Berbekal ijazah SMA, Marsinah kemudian berusah mencari pekerjaan. Ia mengirimkan sejumlah lamaran ke berbagai perusahaan di Surabaya, Mojokerto, dan gresik. Akhirnya ia diterima di pabrik sepatu BATA di Surabaya tahun 1989. setahun kemudian ia pindah ke pabrik arloji Empat Putra Surya di Rungkut Industri, sebelum akhirnya ia pindah mengikuti perusahaan tersebut yang membuka cabang di Siring, Porong, Sidoarjo. Marsinah adalah generasi pertama dari keluarganya yang menjadi buruh pabrik.

Baca Juga:

Marsinah adalah pelopor perjuangan kaum buruh dalam menuntut hak

Marsinah dikenal sebagai seorang pendiam, lugu, ramah, supel, tingan tangan dan setia kawan. Ia sering dimintai nasihat mengenai berbagai persoalan yang dihadapi kawan-kawannya. Kalau ada kawan yang sakit, ia selalu menyempatkan diri untuk menjenguk. Selain itu ia seringkali membantu kawan-kawannya yang diperlakukan tidak adil oleh atasan. Ia juga dikenal sebagai seorang pemberani.

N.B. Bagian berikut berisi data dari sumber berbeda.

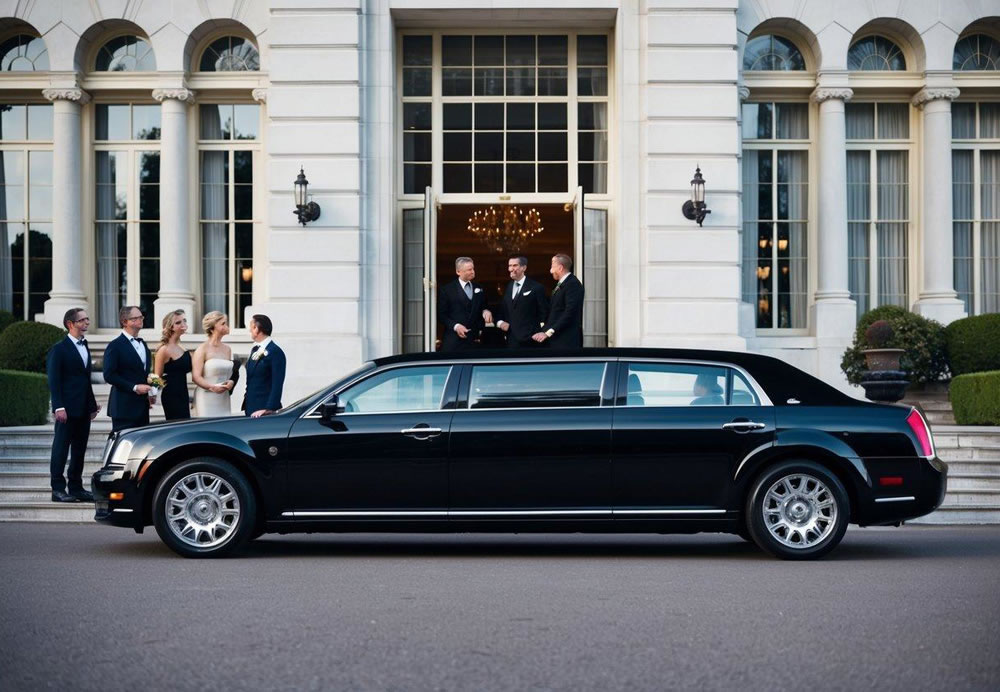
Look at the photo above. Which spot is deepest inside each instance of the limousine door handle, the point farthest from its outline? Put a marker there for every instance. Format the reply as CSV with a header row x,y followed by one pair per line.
x,y
422,432
743,425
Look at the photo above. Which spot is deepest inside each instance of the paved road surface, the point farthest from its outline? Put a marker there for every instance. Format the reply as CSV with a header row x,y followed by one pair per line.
x,y
88,607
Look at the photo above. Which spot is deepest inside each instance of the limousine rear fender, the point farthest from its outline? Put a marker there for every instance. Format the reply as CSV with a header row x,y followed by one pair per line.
x,y
807,444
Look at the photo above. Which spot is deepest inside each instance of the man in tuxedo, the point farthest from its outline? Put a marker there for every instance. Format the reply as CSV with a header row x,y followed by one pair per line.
x,y
265,370
462,308
564,326
126,368
74,406
524,307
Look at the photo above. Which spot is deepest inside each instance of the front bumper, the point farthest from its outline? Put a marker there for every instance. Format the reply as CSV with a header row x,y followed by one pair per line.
x,y
127,512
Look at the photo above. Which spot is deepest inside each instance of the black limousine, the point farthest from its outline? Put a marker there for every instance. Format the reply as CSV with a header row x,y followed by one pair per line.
x,y
596,440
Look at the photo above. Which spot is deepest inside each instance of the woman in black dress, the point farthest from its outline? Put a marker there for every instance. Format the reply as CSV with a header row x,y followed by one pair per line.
x,y
173,363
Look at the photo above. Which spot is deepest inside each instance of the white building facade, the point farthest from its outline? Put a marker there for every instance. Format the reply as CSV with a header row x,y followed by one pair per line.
x,y
851,152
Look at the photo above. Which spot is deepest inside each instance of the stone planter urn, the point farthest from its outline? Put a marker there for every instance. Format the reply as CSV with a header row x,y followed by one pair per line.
x,y
884,381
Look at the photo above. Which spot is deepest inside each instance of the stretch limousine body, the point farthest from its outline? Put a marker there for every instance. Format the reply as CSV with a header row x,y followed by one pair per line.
x,y
598,440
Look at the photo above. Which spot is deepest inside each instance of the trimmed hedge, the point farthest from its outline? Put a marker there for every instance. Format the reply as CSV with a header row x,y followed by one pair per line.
x,y
24,398
926,356
975,398
974,344
24,345
6,319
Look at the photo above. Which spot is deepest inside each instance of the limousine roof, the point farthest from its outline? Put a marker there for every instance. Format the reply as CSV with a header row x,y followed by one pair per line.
x,y
780,380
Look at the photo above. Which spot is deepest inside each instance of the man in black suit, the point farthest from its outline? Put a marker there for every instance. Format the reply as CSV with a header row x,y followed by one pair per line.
x,y
524,307
462,308
564,326
126,369
74,406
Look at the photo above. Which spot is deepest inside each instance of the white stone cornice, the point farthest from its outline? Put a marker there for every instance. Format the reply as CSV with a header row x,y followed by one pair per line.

Paling tidak dua sifat yang terakhir disebut, pemberani dan setia kawan,. inilah yang membekalinya menjadi pelopor perjuangan. Pada pertengahan April 1993, para buruh PT. CPS (Catur Putra Surya). pabrik tempat kerja Marsinah, resah karena ada kabar kenaikan upah menurut Sudar Edaran Gubernur Jawa Timur.

Dalam surat itu termuat himbauan pada para pengusaha untuk menaikkan upah buruh sebesar 20% dari upah pokok. Pada minggu-minggu tersebut, Pengurus PUK-SPSI PT. CPS mengadakan pertemuan di setiap bagian untuk membicarakan kenaikan upah sesuai dengan himbauan dalam Surat Edaran Gubernur.

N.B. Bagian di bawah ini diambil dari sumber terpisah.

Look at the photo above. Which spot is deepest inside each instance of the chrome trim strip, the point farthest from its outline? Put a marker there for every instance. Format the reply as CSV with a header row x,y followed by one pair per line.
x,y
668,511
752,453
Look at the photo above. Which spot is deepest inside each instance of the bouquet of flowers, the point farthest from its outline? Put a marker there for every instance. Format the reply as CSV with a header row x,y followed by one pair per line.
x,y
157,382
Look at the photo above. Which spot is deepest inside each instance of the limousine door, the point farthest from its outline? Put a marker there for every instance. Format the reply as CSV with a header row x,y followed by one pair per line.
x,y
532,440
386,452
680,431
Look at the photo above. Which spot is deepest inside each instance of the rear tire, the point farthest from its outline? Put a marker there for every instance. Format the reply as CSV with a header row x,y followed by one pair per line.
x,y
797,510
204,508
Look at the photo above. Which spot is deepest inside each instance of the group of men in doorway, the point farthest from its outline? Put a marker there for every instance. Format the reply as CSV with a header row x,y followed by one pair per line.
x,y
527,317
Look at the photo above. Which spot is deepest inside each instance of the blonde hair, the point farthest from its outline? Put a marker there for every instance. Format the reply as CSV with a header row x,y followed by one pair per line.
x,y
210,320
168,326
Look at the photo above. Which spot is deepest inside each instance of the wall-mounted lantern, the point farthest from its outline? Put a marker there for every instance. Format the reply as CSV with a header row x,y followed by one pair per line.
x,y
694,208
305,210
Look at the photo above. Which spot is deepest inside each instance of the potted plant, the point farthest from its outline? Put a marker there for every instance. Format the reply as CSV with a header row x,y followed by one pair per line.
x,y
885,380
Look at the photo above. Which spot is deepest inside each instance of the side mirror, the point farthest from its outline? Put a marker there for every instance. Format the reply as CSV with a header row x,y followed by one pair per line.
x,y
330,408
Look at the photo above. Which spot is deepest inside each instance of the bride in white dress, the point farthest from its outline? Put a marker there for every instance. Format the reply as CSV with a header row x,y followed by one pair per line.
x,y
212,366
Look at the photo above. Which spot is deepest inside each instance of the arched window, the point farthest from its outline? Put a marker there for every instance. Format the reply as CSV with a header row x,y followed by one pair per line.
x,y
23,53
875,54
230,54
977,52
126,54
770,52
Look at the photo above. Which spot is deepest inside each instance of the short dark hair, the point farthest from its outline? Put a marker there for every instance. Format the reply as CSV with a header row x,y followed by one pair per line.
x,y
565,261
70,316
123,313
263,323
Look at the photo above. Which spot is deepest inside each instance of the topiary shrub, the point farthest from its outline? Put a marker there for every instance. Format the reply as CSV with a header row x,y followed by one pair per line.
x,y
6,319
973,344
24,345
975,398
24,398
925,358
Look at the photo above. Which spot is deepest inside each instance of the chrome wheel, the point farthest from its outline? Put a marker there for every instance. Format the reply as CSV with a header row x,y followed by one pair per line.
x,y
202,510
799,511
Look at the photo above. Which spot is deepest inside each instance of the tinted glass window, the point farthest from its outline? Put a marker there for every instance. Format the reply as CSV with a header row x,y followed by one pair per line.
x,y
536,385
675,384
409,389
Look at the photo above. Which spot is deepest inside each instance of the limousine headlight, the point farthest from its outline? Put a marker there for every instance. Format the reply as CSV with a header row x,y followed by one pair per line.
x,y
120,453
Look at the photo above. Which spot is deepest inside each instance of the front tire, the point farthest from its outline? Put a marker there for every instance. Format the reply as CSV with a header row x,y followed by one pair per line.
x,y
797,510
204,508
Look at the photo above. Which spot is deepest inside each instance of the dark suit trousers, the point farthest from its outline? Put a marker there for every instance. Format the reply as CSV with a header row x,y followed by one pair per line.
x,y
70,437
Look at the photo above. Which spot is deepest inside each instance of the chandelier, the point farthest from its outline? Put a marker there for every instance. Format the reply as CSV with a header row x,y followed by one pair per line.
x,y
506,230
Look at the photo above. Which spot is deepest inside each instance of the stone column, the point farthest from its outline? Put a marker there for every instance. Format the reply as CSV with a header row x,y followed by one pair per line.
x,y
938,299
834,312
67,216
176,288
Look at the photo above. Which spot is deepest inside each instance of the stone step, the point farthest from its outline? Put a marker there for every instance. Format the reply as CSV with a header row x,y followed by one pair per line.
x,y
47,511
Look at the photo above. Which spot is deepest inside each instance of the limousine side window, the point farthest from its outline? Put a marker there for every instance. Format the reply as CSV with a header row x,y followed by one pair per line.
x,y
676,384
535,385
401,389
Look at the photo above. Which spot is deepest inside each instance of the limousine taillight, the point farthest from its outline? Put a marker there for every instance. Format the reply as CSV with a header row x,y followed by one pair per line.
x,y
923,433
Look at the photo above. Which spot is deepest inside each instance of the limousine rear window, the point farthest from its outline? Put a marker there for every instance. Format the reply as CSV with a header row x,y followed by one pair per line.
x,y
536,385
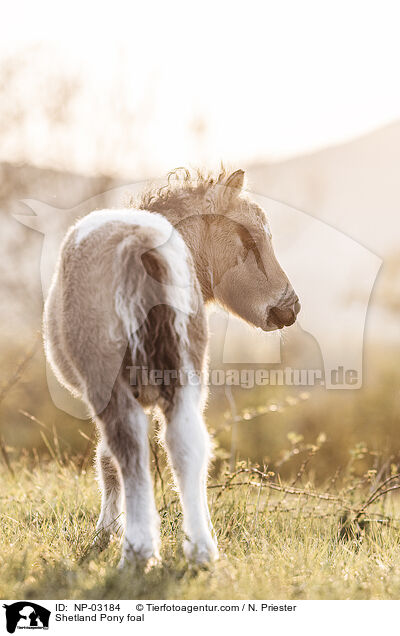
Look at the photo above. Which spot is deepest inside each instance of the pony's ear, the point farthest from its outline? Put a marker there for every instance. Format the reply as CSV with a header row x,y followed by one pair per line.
x,y
232,187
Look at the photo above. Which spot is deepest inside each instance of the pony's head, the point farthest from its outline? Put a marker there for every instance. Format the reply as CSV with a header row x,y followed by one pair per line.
x,y
247,278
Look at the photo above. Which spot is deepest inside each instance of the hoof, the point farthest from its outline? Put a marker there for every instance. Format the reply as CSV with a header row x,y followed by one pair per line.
x,y
202,553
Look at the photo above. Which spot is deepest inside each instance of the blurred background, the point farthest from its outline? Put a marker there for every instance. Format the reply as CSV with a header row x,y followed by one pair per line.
x,y
304,96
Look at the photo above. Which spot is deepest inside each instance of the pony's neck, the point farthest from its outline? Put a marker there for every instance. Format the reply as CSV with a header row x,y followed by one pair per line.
x,y
193,229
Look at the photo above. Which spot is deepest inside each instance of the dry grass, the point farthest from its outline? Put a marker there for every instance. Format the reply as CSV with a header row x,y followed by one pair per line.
x,y
273,544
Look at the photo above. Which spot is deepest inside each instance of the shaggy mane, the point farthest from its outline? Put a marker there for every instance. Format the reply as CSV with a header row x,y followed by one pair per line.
x,y
180,183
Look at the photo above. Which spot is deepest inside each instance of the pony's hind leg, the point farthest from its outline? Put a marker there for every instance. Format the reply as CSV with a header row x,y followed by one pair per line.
x,y
124,427
110,519
188,445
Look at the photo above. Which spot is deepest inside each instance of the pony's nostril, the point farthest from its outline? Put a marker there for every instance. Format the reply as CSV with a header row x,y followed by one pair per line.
x,y
283,317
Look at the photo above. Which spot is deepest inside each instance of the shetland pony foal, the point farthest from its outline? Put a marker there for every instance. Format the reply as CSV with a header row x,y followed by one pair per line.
x,y
130,292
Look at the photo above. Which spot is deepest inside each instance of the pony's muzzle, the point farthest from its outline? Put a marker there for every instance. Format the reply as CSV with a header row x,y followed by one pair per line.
x,y
280,317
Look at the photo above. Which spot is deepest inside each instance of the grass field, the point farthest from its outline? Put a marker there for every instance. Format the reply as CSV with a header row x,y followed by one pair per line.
x,y
273,544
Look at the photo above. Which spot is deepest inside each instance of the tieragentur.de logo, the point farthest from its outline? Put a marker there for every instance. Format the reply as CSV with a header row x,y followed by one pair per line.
x,y
26,615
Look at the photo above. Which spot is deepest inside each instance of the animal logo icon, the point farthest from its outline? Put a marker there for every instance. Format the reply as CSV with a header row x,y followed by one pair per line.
x,y
26,615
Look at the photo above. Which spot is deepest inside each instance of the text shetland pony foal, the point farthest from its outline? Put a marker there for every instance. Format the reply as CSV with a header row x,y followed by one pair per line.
x,y
130,291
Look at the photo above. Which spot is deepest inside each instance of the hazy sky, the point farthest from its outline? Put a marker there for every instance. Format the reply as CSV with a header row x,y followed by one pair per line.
x,y
257,79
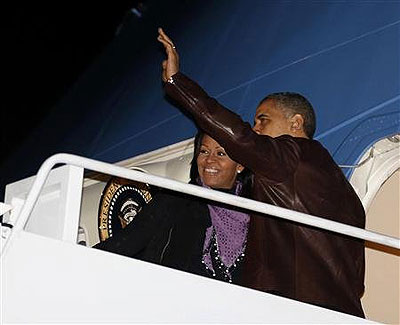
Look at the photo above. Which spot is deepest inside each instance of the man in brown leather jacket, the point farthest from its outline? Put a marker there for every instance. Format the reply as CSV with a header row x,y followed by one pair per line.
x,y
292,171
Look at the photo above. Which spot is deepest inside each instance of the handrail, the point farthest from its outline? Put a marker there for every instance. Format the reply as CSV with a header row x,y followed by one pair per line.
x,y
195,190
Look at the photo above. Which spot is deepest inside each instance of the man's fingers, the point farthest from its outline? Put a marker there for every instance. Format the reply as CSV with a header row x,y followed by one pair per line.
x,y
162,37
167,45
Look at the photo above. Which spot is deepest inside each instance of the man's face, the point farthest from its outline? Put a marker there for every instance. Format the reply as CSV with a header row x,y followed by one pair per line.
x,y
270,120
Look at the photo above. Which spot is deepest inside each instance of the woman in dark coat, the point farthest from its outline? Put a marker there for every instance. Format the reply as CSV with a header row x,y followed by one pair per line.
x,y
188,233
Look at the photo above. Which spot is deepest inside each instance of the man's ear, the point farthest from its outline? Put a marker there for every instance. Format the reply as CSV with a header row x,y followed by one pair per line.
x,y
297,123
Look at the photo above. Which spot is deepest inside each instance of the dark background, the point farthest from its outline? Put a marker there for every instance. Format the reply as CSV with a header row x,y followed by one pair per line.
x,y
47,46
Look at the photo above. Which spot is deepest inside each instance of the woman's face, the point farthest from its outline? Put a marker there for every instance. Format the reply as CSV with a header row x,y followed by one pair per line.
x,y
216,169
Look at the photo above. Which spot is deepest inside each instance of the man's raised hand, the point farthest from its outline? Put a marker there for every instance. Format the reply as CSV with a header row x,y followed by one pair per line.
x,y
171,64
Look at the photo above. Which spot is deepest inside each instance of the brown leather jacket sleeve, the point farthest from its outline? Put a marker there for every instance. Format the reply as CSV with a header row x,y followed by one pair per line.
x,y
273,158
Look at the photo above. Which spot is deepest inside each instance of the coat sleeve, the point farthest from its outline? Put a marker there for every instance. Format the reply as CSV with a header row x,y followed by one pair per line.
x,y
136,236
273,158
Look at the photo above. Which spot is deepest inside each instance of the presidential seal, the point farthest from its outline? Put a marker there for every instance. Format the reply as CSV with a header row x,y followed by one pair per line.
x,y
120,202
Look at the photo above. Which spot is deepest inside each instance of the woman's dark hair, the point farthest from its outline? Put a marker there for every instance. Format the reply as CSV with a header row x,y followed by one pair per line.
x,y
245,177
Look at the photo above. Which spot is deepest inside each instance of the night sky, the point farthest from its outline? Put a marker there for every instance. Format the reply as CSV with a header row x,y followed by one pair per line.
x,y
48,46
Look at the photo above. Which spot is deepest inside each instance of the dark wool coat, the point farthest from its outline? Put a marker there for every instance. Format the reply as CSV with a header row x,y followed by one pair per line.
x,y
289,259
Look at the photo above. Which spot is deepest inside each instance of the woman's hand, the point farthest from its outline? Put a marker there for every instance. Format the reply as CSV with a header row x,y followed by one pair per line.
x,y
171,64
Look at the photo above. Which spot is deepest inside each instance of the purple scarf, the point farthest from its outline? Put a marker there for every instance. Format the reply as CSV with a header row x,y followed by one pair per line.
x,y
231,232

Keresahan tersebut akhirnya berbuah perjuangan. Pada tanggal 3 Mei 1993 seluruh buruh PT. CPS tidak masuk kerja, kecuali staf dan para Kepala Bagian. Sebagian buruh bergerombol dan mengajak teman-teman mereka untuk tidak masuk kerja.

Hari itu juga, Marsinah pergi ke kantor Depnaker Surabaya untuk mencari data tentang daftar upah pokok minimum regional. Data inilah yang ingin Marsinah perlihatkan kepada pihak pengusaha sebagai penguat tuntutan pekerja yang hendak mogok.

Tanggal 4 Mei 1993 pukul 07.00 para buruh PT. CPS melakukan unjuk rasa dengan mengajukan 12 tuntutan. Seluruh buruh dari ketiga shift serentak masuk pagi dan mereka bersama-sama memaksa untuk diperbolehkan masuk ke dalam pabrik. Satpam yang menjaga pabrik menghalang-halangi para buruh shift II dan shift III. Tidak hanya di tempat Marsinah bekerja, unjuk rasa para buruh menular ke seluruh provinsi.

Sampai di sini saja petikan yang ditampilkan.